- Born: Florencia Caserta April 13, 1984 (age 42)
- Origin: El Palomar, Buenos Aires, Argentina
- Genres: Pop rock, rock
- Occupation: Singer
- Instruments: Voice, guitar
- Years active: 2001—
- Label: Universal

= Flor (singer) =

Argentine female pop and rock singer

Florencia "Flor" Caserta (born April 13, 1984) is an Argentine female pop and rock singer.

==Biography==
Caserta was born in El Palomar, Buenos Aires. She met Pablo Romero, singer of the band Árbol, who heard her singing and invited her to make a disc of covers from different bands from El Oeste (the western zone of Greater Buenos Aires). It was there that she recorded her first song, “Mañana en el Abasto”, by Sumo.

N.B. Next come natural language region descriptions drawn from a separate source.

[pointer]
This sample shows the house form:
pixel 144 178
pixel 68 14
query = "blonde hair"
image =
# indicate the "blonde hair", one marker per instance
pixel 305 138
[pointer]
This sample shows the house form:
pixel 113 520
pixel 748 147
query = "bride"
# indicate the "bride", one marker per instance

After that, they proposed that she record some demos of pop music. The process lasted two years, until they obtained five songs which they presented to producer Gustavo Santaolalla.

==Discography==

Flor's first album is the self-titled Flor (2006). Tracks include:

- "La Respuesta" (The Answer)
- "No, nada" (No, nothing)
- "Aire" (Air)
- "Igual" (Same One)
- "Sal" (Get Out)
- "Girar" (To Turn)
- "Así" (Like This)
- "¿Qué será?" (What Will Be?)
- "Jazmín"

"Jazmín" was the album's first single. "La Respuesta" was its second single.

==Charts==

| Song | Country | Peak position | Link |
|---|---|---|---|
| "Jazmín" | Uruguay Top 20 | #19 |  |

==Production==
Pablo Romero, Gustavo Santaolalla, Adrián Sosa. Associated Producer: Aníbal Kerpel.

The album was recorded in Los Angeles, California by Aníbal Kerpel and mixed in "La Casa" studios in Los Angeles.